The project is a reaction to the decommissioning of these classics of electro-mechanical signage. It is an attempt to maintain the core mechanism, but to transform the purpose from pure functionality into pure aesthetics. In essence, the goal is to provide a place in the world for a technology that has outlived its usefulness.

Specifically, the project removes the burden of alpha-numeric communication from the individual panels, and reinterprets them as pixels in a bitmapped grid. The focus moves away from the blunt communication of the timetable towards the poetry of sound, color, and motion.

Background
MacMillan, Thomas. "So Long, Solari."New Haven Independent 10 Dec. 2009:
http://newhavenindependent.org/index.php/archives/entry/so_long_solari/

Dresser, Michael. "At Penn Station, the sign no longer goes clackety-clack."Baltimore Sun, 22 Mar. 2010:
http://articles.baltimoresun.com/2010-03-22/features/bal-md.cm.sign22mar22_1_penn-station-clack-digital-age

Orson, Diane. "Train Station Board's Demise Is Sign Of The Times."NPR Weekend Edition Sunday 3 Jan. 2010:
http://www.npr.org/templates/story/story.php?storyId=122190224

Capellari, E. "REMOTE-CONTROLLED DISPLAY DEVICE FOR SELECTIVELY DISPLAYING SIGNS OR WORDS." Patent 3,501,761. 17 Mar. 1970.
http://www.google.com/patents?vid=3501761

Implementation
The project is made of a set of 4" MDF boxes, glued together on laser-cut box joints. The number of boxes is intended to be modular, but they are designed to be arranged in a grid.
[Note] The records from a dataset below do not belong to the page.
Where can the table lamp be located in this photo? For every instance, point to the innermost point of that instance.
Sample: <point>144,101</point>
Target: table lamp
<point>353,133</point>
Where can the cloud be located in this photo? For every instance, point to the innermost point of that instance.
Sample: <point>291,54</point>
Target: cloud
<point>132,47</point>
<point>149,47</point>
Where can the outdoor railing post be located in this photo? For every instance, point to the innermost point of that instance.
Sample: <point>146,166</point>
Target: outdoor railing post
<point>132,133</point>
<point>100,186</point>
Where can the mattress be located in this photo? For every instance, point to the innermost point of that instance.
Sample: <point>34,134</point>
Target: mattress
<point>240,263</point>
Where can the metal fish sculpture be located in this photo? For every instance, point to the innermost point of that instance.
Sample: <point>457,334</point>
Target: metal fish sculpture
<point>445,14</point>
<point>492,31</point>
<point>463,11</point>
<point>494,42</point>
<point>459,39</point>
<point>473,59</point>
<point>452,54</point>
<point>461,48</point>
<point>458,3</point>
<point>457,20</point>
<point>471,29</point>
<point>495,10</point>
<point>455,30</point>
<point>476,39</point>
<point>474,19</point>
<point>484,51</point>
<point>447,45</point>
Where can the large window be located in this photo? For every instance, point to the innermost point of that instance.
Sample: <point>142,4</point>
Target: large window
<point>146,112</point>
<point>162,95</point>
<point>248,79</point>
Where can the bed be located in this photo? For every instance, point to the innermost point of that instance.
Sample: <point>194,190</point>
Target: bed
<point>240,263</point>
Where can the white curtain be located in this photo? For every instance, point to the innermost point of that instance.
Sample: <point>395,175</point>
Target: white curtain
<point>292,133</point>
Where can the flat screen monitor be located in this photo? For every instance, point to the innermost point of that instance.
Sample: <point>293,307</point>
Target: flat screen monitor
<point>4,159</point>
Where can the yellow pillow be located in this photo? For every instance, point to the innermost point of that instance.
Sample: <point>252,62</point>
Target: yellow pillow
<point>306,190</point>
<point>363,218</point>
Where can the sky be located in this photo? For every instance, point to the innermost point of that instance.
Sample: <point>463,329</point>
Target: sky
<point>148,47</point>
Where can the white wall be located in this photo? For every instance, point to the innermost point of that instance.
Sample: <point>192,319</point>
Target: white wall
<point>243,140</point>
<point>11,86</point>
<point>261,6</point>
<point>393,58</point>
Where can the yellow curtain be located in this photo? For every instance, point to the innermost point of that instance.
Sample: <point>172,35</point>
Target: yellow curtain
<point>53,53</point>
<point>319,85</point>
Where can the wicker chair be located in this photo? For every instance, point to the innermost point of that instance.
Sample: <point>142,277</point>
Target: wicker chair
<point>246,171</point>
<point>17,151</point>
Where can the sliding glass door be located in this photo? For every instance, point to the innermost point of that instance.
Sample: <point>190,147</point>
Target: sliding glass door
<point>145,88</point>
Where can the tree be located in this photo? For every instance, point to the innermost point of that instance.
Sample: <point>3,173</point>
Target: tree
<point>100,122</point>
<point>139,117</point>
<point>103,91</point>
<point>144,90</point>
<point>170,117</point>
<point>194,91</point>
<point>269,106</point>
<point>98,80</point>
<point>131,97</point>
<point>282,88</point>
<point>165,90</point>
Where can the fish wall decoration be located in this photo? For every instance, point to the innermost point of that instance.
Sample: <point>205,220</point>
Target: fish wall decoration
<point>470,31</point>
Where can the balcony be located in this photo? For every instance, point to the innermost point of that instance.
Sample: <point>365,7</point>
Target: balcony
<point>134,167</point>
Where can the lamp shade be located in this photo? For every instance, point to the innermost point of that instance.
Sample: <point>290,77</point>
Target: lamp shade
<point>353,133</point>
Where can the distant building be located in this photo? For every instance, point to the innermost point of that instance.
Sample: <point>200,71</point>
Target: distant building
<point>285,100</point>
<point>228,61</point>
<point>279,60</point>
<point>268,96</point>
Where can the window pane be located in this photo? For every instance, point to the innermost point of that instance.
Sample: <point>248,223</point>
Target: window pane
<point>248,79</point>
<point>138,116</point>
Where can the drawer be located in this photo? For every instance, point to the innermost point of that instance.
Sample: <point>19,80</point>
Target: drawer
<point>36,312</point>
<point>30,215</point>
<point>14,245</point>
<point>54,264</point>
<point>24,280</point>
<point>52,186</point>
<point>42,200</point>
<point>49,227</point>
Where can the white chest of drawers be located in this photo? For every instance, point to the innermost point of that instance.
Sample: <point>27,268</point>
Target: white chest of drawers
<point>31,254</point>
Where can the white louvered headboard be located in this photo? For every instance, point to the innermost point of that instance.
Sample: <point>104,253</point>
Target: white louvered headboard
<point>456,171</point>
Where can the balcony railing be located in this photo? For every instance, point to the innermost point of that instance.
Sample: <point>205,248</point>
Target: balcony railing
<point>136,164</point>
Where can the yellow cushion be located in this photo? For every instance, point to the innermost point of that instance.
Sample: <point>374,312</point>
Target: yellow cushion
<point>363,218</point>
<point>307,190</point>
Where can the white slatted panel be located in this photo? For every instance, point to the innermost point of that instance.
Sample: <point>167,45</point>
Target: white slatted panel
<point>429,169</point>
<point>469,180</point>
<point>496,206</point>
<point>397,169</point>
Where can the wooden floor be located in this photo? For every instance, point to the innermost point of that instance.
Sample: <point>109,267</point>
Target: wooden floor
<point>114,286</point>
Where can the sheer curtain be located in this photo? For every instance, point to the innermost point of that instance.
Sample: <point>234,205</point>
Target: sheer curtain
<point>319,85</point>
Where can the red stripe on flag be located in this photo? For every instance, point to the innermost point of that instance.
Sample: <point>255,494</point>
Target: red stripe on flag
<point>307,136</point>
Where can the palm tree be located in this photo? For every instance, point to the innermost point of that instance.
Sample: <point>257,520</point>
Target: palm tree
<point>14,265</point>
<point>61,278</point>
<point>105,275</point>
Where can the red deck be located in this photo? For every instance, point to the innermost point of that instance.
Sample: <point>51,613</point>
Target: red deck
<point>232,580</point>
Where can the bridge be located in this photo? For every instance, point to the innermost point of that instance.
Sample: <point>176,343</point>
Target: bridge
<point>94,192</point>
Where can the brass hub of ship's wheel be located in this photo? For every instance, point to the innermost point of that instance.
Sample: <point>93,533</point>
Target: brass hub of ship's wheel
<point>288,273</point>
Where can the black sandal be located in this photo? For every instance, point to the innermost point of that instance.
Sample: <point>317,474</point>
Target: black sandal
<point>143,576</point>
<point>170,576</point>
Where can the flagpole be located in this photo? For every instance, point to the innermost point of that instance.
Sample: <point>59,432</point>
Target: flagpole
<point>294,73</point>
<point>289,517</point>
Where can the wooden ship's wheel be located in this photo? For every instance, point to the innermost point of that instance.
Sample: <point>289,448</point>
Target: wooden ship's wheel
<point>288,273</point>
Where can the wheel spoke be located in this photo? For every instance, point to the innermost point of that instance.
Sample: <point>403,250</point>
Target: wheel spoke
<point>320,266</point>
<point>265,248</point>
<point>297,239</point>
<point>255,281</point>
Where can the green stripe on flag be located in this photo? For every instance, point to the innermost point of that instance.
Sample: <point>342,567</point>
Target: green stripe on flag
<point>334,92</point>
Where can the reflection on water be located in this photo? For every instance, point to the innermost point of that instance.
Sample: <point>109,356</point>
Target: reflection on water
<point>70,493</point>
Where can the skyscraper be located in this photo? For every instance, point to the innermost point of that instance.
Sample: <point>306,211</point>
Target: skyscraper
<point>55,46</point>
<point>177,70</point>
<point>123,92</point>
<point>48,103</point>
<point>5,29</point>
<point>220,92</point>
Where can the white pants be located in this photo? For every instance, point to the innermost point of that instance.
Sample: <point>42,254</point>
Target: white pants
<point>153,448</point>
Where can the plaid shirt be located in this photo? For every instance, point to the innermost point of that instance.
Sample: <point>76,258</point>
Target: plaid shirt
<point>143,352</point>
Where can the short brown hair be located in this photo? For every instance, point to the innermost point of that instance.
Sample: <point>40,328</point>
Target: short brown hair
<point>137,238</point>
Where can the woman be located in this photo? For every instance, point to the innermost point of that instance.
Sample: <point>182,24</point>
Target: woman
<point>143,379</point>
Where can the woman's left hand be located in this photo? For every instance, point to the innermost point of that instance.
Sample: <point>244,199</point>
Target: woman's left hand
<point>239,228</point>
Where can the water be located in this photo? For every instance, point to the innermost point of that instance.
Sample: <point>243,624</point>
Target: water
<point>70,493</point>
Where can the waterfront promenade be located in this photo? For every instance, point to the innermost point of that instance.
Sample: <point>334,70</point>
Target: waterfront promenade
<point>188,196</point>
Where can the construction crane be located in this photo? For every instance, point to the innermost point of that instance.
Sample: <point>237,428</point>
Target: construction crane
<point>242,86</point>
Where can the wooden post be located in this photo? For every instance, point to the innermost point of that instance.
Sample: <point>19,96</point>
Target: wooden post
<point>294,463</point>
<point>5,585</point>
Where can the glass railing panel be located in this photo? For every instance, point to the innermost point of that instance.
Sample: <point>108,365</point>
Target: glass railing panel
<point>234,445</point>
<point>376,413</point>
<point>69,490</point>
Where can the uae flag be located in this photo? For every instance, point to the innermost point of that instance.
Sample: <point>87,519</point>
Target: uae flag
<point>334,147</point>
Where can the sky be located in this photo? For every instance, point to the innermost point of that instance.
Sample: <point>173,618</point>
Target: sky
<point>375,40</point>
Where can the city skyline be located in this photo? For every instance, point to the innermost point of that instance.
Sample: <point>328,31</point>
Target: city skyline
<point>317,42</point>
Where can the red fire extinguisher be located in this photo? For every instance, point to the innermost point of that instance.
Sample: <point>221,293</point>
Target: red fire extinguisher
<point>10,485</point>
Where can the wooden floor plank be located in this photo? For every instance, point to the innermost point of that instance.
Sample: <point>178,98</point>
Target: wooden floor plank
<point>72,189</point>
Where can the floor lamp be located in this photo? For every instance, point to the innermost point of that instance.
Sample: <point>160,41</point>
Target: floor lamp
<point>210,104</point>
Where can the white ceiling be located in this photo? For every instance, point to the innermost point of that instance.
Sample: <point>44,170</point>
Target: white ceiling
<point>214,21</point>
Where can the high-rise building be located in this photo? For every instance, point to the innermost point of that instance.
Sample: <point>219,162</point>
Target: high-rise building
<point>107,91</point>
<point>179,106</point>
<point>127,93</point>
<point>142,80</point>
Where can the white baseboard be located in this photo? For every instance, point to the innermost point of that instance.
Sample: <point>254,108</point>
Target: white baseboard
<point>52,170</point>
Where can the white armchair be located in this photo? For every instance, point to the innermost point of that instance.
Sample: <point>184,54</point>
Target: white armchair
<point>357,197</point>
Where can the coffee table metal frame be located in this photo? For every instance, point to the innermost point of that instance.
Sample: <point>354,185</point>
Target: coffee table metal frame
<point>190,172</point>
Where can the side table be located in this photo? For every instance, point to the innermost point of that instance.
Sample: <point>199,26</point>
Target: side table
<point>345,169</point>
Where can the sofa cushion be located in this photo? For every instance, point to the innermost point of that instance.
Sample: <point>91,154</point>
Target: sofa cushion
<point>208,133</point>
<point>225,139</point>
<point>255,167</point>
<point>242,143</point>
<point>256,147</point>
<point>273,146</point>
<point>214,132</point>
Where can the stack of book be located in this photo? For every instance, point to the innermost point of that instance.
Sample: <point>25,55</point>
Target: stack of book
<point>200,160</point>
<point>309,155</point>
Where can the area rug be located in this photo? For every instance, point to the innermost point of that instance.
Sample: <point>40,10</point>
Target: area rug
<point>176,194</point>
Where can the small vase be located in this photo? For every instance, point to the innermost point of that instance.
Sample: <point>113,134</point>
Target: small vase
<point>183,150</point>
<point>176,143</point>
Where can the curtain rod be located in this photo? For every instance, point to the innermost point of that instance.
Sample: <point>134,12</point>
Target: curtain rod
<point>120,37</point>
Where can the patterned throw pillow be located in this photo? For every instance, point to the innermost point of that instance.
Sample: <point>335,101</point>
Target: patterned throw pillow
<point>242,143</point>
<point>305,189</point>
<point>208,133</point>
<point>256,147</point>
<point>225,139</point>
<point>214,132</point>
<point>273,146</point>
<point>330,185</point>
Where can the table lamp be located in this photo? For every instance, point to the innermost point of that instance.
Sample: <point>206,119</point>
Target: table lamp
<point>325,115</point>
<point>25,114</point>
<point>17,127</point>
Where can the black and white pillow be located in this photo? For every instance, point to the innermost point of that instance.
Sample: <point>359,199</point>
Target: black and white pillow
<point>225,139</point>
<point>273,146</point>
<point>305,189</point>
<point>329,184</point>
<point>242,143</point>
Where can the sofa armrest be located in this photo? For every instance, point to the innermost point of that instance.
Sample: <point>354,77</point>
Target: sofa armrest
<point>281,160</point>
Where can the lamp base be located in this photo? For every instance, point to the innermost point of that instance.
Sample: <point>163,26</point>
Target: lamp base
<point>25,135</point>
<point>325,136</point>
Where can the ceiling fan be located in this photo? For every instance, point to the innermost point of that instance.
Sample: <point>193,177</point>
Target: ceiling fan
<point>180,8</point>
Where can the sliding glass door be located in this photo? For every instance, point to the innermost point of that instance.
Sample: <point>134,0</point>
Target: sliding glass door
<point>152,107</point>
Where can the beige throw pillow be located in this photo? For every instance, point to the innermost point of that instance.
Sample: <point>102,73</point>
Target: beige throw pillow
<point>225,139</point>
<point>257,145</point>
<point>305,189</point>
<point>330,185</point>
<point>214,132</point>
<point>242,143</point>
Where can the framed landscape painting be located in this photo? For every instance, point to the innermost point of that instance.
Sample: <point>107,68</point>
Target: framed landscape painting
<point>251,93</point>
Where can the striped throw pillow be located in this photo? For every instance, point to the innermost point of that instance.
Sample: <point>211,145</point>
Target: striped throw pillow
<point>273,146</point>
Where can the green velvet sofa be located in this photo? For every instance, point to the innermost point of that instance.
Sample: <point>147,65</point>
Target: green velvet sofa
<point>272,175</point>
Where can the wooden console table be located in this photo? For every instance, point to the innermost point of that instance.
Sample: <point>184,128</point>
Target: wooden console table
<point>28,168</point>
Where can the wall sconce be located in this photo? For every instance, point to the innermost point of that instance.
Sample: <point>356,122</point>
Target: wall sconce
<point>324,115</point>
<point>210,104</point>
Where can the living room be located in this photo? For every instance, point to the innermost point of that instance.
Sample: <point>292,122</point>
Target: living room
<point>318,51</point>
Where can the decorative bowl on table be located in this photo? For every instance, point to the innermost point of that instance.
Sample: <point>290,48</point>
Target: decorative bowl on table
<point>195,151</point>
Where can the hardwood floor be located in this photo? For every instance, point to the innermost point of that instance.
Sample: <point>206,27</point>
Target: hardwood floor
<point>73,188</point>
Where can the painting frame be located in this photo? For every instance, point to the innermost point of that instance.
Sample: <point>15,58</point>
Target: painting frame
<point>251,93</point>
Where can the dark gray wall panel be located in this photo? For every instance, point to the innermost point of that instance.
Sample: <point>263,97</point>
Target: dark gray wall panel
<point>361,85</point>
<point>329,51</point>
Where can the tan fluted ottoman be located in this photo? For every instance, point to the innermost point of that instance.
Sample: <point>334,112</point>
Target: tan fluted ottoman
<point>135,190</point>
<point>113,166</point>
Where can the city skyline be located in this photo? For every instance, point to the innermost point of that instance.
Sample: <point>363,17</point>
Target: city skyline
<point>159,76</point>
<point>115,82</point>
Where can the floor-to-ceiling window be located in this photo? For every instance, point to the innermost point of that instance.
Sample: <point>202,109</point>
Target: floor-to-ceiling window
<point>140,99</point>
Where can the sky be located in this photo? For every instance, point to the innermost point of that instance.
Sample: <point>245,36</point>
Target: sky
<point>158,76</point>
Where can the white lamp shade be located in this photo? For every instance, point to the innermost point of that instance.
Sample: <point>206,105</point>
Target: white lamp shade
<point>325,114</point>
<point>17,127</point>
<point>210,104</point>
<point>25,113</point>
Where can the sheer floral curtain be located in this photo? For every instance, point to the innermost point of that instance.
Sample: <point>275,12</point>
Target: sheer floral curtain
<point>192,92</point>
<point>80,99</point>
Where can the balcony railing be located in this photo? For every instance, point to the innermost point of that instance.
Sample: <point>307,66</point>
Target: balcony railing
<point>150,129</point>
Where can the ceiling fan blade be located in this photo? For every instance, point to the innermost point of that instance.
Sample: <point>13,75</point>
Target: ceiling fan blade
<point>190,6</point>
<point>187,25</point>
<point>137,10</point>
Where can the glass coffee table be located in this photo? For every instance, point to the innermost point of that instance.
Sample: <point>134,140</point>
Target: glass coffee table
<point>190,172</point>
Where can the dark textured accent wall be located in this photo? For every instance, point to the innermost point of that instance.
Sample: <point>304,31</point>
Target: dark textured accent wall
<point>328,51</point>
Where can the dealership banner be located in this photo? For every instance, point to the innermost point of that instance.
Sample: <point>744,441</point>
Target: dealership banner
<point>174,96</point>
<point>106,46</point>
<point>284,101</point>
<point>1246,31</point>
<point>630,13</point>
Each has an internal 1/8" O.D. steel drive shaft, rotated by a stepper motor and custom laser cut Masonite gears. The flap-panels themselves are laser-cut 1/32" Vinyl, and are attached to the drive shaft via 16-hole laser cut Masonite spindles.

The steppers are Arduino actuated, and the control software was written in Processing.